Players Hate Going First In Pokemon TCG Pocket’s Card Battles

Players Hate Going First In Pokemon TCG Pocket's Card Battles

Going first usually has its advantages. Not in Pokémon TCG Pocket. The mobile card game flips the traditional calculus on its head. Going first doesn’t just lose its edge, it feels downright bad.

Here’s how every Pokémon TCG Pocket battle begins: First, the game matches you with an opponent. Then, it flips a coin to see who goes first. Players place their Pokémon on the board and whoever won the coin toss gets to pick a card and then…nothing. Pokémon card battles revolve around energy, and you get one energy at the start of each turn, unless you’re going first when you skip it entirely. And without it, the the adorable little creatures are useless unless they happen to have a special ability attached to them. Most do not, however, leaving whoever goes first immediately hamstrung.

Instead, it’s the person who goes second who gets draw their first energy and get the attack rolling. A Farfetch’d with one energy can immediately start hitting for 40 damage. If you’re opponent plays an EX card on their first turn—special, more powerful variants of existing rare Pokémon cards, they get a head start on racking up the energy needed to use gaming winning attacks. From that point on, whoever went first is just playing catch-up.

It’s already become an established meme within the TCG Pocket community that this sucks. It’s not just that going first in the game doesn’t convey the usual card game advantages; it’s that going first is basically a fake turn that doesn’t actually let the player engage with the most important mechanic in the game. TCG Pocket’s first PvP event going live earlier this week made made the pain point even more pronounced as top-tier decks steamrolled everyone.

“If this event has shown me anything,” one player writes on Reddit, “if you go first against any of the top 3 decks right now you will more then likely loose unless they draw like shit.”
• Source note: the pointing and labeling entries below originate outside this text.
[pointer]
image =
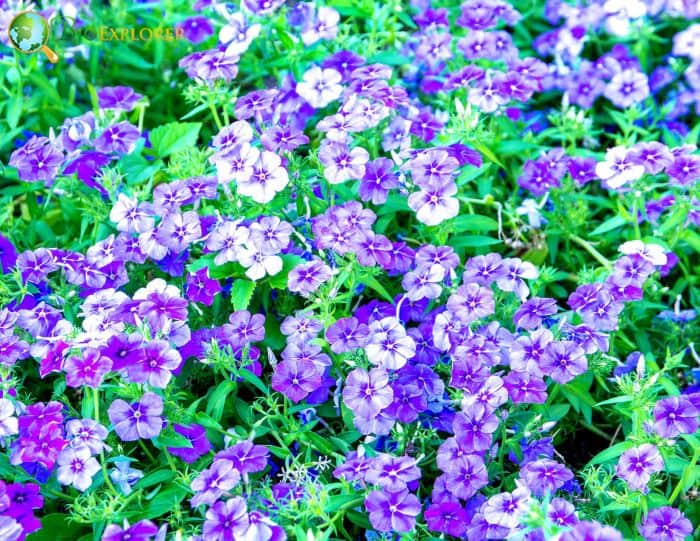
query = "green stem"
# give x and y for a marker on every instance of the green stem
(600, 258)
(145, 450)
(215, 114)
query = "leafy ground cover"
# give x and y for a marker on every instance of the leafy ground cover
(351, 269)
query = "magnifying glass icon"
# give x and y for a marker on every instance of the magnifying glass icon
(29, 32)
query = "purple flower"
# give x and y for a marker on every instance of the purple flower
(201, 288)
(268, 177)
(392, 511)
(545, 476)
(591, 531)
(320, 86)
(38, 159)
(675, 415)
(474, 427)
(447, 517)
(120, 98)
(154, 363)
(226, 521)
(296, 378)
(471, 302)
(512, 274)
(627, 88)
(307, 277)
(563, 361)
(388, 345)
(197, 436)
(196, 29)
(178, 230)
(636, 465)
(532, 312)
(87, 433)
(434, 203)
(346, 334)
(665, 524)
(120, 137)
(214, 482)
(76, 466)
(137, 420)
(246, 456)
(525, 388)
(367, 393)
(465, 475)
(143, 530)
(392, 473)
(378, 179)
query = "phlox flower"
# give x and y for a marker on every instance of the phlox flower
(320, 87)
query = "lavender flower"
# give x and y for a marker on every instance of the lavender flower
(137, 420)
(392, 511)
(636, 465)
(665, 524)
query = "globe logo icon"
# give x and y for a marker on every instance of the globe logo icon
(29, 32)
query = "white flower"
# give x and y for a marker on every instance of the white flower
(258, 263)
(8, 422)
(653, 253)
(268, 178)
(617, 169)
(320, 86)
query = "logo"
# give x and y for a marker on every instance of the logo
(29, 32)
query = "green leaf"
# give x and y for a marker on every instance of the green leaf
(56, 527)
(474, 222)
(289, 261)
(473, 241)
(170, 438)
(241, 293)
(173, 137)
(156, 478)
(165, 501)
(217, 399)
(371, 282)
(611, 453)
(608, 225)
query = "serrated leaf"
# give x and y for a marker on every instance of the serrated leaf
(173, 137)
(473, 241)
(474, 222)
(608, 225)
(374, 284)
(241, 293)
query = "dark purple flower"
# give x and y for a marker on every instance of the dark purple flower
(88, 370)
(465, 475)
(532, 312)
(367, 393)
(447, 517)
(143, 530)
(140, 419)
(120, 138)
(296, 378)
(591, 531)
(675, 415)
(563, 361)
(226, 521)
(121, 98)
(665, 524)
(636, 465)
(545, 476)
(201, 288)
(196, 29)
(246, 456)
(392, 511)
(197, 436)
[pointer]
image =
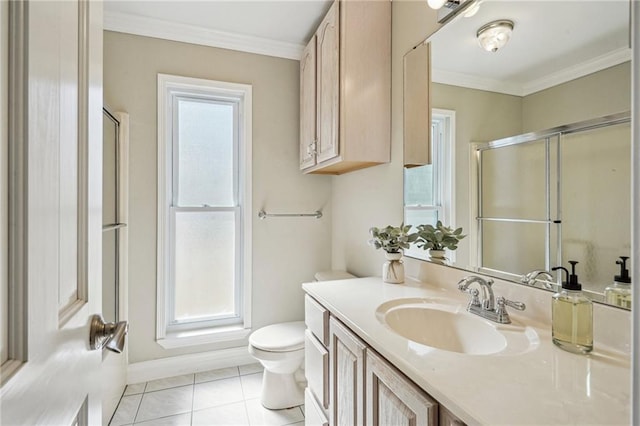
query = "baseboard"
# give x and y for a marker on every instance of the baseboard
(145, 371)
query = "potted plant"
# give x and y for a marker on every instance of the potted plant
(392, 239)
(438, 238)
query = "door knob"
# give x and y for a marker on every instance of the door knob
(110, 335)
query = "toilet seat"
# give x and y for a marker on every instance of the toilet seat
(283, 337)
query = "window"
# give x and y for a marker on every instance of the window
(428, 189)
(204, 195)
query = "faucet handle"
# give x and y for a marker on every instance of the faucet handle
(515, 305)
(502, 316)
(475, 299)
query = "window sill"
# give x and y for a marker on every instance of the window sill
(202, 337)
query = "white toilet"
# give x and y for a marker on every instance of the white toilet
(280, 350)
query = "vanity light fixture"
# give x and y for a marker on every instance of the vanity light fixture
(495, 34)
(437, 4)
(447, 9)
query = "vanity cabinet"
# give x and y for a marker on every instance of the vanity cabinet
(346, 376)
(345, 89)
(391, 399)
(350, 384)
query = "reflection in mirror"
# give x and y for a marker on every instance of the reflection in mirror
(110, 234)
(571, 72)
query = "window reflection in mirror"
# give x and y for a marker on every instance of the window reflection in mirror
(429, 189)
(528, 86)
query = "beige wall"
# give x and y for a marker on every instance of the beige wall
(374, 196)
(4, 195)
(602, 93)
(286, 252)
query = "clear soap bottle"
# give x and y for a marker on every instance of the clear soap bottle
(619, 293)
(572, 315)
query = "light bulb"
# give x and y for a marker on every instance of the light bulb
(436, 4)
(495, 35)
(472, 10)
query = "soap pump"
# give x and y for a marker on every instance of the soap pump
(619, 293)
(572, 315)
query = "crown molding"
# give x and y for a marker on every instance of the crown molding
(599, 63)
(475, 82)
(157, 28)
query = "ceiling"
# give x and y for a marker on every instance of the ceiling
(275, 28)
(552, 42)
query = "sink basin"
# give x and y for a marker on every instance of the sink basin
(449, 327)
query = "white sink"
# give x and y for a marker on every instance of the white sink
(437, 324)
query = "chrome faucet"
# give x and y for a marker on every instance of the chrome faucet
(531, 277)
(488, 299)
(486, 307)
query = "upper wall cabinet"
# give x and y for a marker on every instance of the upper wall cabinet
(345, 89)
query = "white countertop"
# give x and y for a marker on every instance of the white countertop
(544, 386)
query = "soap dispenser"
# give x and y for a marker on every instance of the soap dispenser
(619, 293)
(572, 315)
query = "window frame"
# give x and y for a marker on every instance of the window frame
(171, 89)
(443, 125)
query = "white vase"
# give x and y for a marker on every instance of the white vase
(393, 269)
(437, 256)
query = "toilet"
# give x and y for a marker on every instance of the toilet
(280, 350)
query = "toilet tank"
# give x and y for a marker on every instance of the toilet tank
(333, 275)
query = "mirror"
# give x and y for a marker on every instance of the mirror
(557, 72)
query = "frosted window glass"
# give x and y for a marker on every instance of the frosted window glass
(418, 184)
(205, 154)
(204, 265)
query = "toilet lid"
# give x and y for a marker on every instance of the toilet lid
(283, 337)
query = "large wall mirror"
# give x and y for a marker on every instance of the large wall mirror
(531, 143)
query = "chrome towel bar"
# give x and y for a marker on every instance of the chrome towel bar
(263, 215)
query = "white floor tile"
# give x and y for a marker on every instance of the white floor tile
(250, 368)
(258, 415)
(251, 385)
(179, 420)
(170, 382)
(218, 392)
(224, 415)
(126, 412)
(165, 403)
(223, 373)
(134, 389)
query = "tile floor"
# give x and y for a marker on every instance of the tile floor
(229, 396)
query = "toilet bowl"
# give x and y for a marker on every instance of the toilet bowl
(280, 350)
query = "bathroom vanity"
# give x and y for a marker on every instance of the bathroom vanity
(364, 365)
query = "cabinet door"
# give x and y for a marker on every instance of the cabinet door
(346, 376)
(328, 85)
(308, 105)
(392, 399)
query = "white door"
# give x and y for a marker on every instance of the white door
(55, 112)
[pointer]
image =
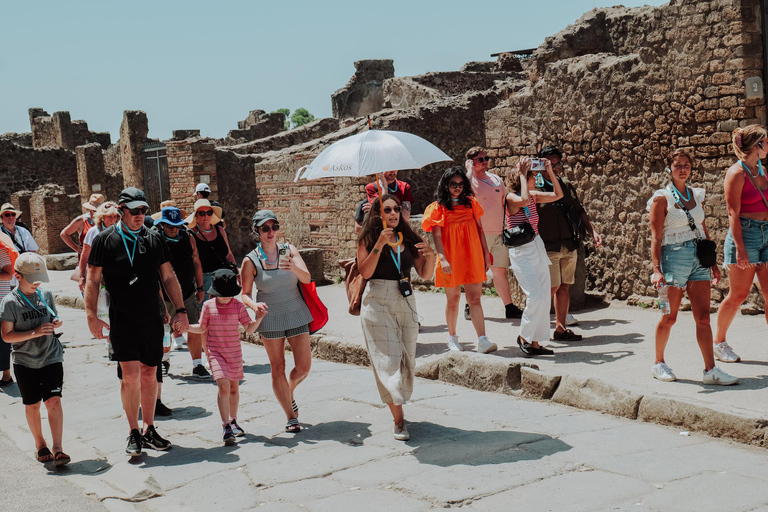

“While it’s hard to achieve a true 50/50 between going first and going second, if not impossible,” argued another, “this game’s balance between the two is atrocious, surely you could get closer than this, it feels like a good 70-30 split, if not worse.”

Card games have tried to balance the first-mover advantage in different ways. Magic: The Gathering doesn’t let whoever goes first draw a card in the first round, a consequential move given the big deck sizes and the importance keeping up momentum with new resources to deploy. Hearthstone deals with the issue by letting the second player mulligan an extra card and get a one-time extra mana boost. Marvel Snap side-steps the issue entirely by having both players play their turns simultaneously. And while the table-top version of Pokémon TCG still stops the first turn from attacking, it at least lets you attach an energy and get your hand rolling.

Someone will always have a slight advantage in TCG Pocket depending on the turn order. That’s why there’s a coin flip to help make that as random as possible. But it would still feel way better if the player who goes second got to do something extra, rather than just penalizing whoever goes first. It’s possible as new cards are added to the game, the turn one advantage of playing extra cards will be more valuable—that’s even more likely given another of Pocket’s big changes from the full TCG: letting Trainer cards be played on that first turn.

But for now it’s only easily exploited by water decks running Misty trainers and Articuno EX, and all of those players are scumbags anyway.